In programmi didattici degni del miglior corso da badante, vengono elargiti crediti formativi universitari, insegnando agli studenti come cambiare la federa del cuscino, come distribuire il pranzo o come tagliare le unghie dei piedi di un paziente.

E che nessuno provi più a dirmi che queste siano competenze infermieristiche, che sia necessario saperle fare per poter controllare il personale di supporto (figura mitologica in molte realtà) o che tali insegnamenti possano essere utili per valutare la cute del paziente o a stabilire con esso una relazione empatica.

È evidente a tutti che queste siano solo un mucchio di fesserie!

Occorre un vero e proprio ammutinamento nei confronti di queste persone in evidente malafede. Invito ogni studente a smettere di pagare migliaia di euro in tasse universitarie per subire un lavaggio del cervello e per diventare il factotum non pensante che ogni responsabile del personale sognerebbe.
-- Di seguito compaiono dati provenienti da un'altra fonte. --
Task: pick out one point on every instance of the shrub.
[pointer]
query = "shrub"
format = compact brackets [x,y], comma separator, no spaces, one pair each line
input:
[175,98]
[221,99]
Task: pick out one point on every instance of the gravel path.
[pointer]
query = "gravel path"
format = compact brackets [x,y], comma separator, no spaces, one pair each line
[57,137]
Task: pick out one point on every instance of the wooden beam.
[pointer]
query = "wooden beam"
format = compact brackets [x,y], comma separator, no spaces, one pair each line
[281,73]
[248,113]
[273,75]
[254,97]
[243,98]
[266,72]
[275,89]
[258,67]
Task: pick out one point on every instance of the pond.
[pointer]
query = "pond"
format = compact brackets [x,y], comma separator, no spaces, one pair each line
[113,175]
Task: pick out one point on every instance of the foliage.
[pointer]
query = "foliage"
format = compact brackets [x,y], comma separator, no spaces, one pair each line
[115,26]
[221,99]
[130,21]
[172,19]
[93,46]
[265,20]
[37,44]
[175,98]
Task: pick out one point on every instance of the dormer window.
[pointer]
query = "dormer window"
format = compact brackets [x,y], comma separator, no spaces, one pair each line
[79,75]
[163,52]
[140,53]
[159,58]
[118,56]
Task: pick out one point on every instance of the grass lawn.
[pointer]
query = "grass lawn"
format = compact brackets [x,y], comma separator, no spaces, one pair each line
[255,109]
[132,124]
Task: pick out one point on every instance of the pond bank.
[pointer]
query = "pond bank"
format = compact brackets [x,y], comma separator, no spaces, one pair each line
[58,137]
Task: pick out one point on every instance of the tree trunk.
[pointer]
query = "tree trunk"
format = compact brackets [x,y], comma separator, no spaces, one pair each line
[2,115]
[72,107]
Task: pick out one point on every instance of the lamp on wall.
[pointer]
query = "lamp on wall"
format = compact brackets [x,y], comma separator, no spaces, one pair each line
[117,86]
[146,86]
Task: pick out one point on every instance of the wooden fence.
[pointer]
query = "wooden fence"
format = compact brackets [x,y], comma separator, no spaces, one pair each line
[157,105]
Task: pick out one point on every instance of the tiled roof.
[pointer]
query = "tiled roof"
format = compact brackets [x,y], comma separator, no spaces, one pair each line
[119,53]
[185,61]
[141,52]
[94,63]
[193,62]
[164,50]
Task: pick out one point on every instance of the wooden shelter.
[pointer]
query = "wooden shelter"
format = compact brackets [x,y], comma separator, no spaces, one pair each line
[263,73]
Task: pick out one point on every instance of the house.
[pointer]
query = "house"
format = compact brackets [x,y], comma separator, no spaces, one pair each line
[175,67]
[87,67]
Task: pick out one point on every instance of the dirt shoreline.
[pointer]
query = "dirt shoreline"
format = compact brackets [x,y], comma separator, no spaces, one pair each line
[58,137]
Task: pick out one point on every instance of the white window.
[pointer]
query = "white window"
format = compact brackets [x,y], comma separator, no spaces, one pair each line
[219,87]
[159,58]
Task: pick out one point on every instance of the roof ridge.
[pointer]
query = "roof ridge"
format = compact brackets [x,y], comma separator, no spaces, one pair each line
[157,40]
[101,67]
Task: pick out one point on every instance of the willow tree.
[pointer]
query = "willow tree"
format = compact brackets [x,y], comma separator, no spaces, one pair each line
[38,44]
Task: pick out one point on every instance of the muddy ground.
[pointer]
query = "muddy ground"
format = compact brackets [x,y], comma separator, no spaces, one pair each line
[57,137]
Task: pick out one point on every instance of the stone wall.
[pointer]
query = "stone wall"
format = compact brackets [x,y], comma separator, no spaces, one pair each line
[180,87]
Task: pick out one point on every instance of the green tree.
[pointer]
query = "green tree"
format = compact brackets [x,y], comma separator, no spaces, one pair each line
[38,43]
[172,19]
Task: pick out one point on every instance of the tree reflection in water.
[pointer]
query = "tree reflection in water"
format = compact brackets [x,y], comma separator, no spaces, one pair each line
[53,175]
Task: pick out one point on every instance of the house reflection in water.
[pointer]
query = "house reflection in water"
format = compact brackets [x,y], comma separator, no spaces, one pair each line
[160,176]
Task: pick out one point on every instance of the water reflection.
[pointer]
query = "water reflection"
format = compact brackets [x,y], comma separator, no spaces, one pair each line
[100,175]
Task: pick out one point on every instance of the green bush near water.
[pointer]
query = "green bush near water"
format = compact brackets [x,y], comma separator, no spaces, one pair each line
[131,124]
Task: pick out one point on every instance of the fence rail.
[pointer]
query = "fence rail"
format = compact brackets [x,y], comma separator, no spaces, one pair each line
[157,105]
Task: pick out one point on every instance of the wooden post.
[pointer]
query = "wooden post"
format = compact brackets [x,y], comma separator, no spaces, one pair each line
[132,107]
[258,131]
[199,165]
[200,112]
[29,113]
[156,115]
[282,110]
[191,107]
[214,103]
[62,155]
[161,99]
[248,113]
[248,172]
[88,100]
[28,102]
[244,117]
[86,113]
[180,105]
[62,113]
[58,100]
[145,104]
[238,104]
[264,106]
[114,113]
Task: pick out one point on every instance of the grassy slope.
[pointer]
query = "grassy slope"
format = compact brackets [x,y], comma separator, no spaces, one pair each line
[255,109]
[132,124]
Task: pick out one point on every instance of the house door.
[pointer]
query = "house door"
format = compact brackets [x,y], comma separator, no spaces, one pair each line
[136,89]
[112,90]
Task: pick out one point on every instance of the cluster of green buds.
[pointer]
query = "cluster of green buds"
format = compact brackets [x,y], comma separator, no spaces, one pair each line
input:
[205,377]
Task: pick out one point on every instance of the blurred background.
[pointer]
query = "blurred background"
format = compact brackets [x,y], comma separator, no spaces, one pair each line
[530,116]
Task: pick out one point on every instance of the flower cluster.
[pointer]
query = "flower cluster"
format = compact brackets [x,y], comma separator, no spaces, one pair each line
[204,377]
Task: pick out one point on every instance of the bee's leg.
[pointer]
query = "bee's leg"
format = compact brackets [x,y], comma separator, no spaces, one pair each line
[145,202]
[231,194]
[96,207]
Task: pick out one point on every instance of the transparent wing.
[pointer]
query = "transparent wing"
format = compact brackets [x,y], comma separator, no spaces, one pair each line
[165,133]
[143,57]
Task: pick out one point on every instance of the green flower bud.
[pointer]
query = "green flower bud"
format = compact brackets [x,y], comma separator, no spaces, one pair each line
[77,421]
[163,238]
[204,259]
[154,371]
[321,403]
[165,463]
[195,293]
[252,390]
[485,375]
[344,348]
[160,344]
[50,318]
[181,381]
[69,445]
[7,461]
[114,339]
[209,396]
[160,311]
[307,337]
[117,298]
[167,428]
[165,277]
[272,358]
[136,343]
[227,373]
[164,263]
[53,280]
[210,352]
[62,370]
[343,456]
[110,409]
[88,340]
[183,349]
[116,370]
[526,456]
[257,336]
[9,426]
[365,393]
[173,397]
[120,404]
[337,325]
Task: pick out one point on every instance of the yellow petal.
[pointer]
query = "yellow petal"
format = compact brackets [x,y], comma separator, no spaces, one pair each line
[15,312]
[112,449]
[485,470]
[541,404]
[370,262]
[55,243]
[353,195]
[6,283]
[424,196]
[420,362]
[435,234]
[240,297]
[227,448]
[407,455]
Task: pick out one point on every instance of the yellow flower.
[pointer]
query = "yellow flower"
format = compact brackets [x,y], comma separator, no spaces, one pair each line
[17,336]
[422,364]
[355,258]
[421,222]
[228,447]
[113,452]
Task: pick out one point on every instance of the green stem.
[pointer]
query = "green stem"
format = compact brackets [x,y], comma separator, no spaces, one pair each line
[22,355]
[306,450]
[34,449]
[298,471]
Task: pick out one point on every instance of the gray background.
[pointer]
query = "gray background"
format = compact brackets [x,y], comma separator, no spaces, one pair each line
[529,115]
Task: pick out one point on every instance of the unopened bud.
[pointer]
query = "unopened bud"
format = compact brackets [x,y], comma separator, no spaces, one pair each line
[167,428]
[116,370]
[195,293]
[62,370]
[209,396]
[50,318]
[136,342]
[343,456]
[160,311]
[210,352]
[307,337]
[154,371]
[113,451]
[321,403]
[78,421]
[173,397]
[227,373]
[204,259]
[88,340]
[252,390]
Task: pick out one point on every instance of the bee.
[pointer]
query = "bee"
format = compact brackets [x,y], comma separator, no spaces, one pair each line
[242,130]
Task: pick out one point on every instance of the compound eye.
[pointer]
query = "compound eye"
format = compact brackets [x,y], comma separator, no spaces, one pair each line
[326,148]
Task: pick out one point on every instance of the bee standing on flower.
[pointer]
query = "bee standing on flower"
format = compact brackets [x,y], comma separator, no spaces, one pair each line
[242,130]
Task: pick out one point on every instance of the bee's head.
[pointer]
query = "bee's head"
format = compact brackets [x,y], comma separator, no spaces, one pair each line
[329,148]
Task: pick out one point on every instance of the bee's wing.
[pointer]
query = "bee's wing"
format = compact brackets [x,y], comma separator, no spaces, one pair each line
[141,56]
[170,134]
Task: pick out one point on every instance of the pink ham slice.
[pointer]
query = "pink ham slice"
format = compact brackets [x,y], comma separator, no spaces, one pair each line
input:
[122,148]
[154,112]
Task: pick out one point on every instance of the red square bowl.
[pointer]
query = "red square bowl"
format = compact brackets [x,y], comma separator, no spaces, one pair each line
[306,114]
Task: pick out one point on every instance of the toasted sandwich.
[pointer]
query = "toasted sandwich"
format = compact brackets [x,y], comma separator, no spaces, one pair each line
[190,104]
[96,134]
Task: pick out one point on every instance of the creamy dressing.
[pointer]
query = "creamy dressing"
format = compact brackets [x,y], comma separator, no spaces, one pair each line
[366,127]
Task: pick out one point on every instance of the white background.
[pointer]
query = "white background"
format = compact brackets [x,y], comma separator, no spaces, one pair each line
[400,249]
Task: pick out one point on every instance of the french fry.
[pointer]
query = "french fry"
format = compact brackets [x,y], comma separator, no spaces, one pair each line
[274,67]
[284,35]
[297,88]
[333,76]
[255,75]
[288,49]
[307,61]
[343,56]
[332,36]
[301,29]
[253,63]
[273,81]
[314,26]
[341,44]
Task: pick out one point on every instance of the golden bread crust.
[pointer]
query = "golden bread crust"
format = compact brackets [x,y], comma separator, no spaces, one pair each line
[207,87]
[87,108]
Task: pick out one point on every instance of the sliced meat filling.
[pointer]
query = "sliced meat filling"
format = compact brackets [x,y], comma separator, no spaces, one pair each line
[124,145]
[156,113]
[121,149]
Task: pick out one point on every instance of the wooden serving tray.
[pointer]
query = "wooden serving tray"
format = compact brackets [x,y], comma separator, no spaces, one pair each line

È evidente a tutti come la formazione di nuovi infermieri sia solo il meccanismo per mantenere funzionante il carrozzone universitario che genera milioni di euro ogni anno. Centinaia di persone speculano su ogni singolo studente, vendendogli libri, quaderni, divise, fonendoscopi, calzature e molto altro ancora.

Per non parlare delle aziende ospedaliere che ottengono manovalanza a costo zero, preparata dal complice “Università” per svolgere le mansioni che neanche una sguattera pagata a peso d’oro vorrebbe fare.

Ed ecco che orde di giovani indottrinati si apprestano a debuttare nei reparti, blaterando frasi sconclusionate, ormai diventate tormentoni quali: “Il giro letti serve a valutare la cute” oppure “l’infermiere deve essere umile”.

Così, i tirocinanti, vengono mandati allo sbaraglio senza alcun tutor formato disponibile ad affiancarli o peggio ancora affidati all’operatore sociosanitario.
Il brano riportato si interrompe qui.